Although a student of Plato, Aristotle came to differ with his teacher. Werner Jaeger (Aristotle, Fundamentals of the History of His Development, ET 1934) has distinguished three periods in his life. In the first (to 347 b.c.) he was a defender of Platonism, presenting his material in dialogues holding the Platonic view of the soul and adhering to the doctrine of form. In the second period (347-335) he became increasingly critical of Platonism, especially of the idea of forms. Finally, in the period after 335, he became an exponent of empirical science, and by the end of his life had come to reject all the essential features of Platonic otherworldly metaphysics.

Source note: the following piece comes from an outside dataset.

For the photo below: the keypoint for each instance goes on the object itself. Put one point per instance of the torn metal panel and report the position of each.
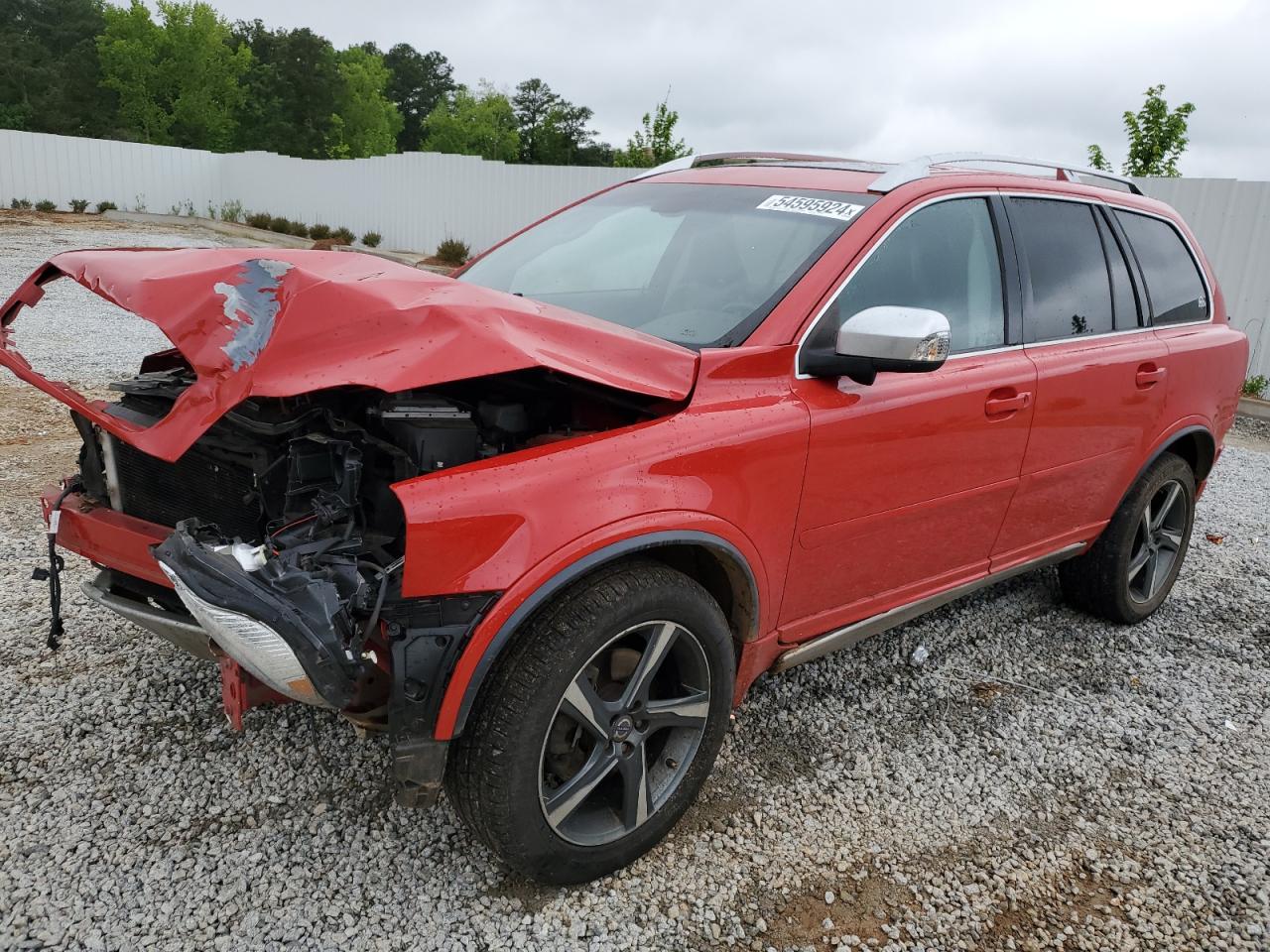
(293, 322)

The material on which Aristotle's fame rests is not in dialogue form, but apparently in lecture notes preserved perhaps by his students. His work is encyclopedic, which may help to explain why it was so popular in the Middle Ages when knowledge sources were limited. Among his major works are Ethics; Physics; Metaphysics; the works on logic known as the Organon; a variety of writings on natural science such as On the Heavens, On the Soul, On the Parts of Animals; Politics; Rhetoric; and Poetics.

His teachings were not very influential among Christians until the high Middle Ages (a.d. 1050-1100). During these years knowledge of his work was gradually gained from Arabic translation made by Jews and Muslims. These were then translated into Latin during the twelfth century. The logical works were recovered first, and then the entire Aristotelian metaphysical system became available. The intellectual shock this work caused may be likened to that occasioned by Copernican cosmology in the sixteenth and seventeenth centuries, or to Darwinian biology in the nineteenth and twentieth centuries. Aristotle presented a complete explanation of reality without any reference to the Christian God. His “unmoved mover” or “first cause” was a principle of existence, not a personal being. The universe he described was eternal, without beginning or end, and man had no individual immortality in the Aristotelian system. Some medieval scholars wished to ban his works, while others opted for a “double truth” theory in which Aristotle should guide logic and Christianity should be supreme in revelation, but the two fields could not be reconciled. The future of Western thought, however, lay in the work of scholars such as Albertus Magnus* and Thomas Aquinas* who attempted to harmonize Aristotelian philosophy with Christianity and then developed the Scholastic movement.

See also Ramus, Peter.

W.D. Ross (ed.), The Works of Aristotle Translated into English (12 vols., 1908-52); idem, Aristotle (1953); J.H. Randall, Jr., Aristotle> (1960).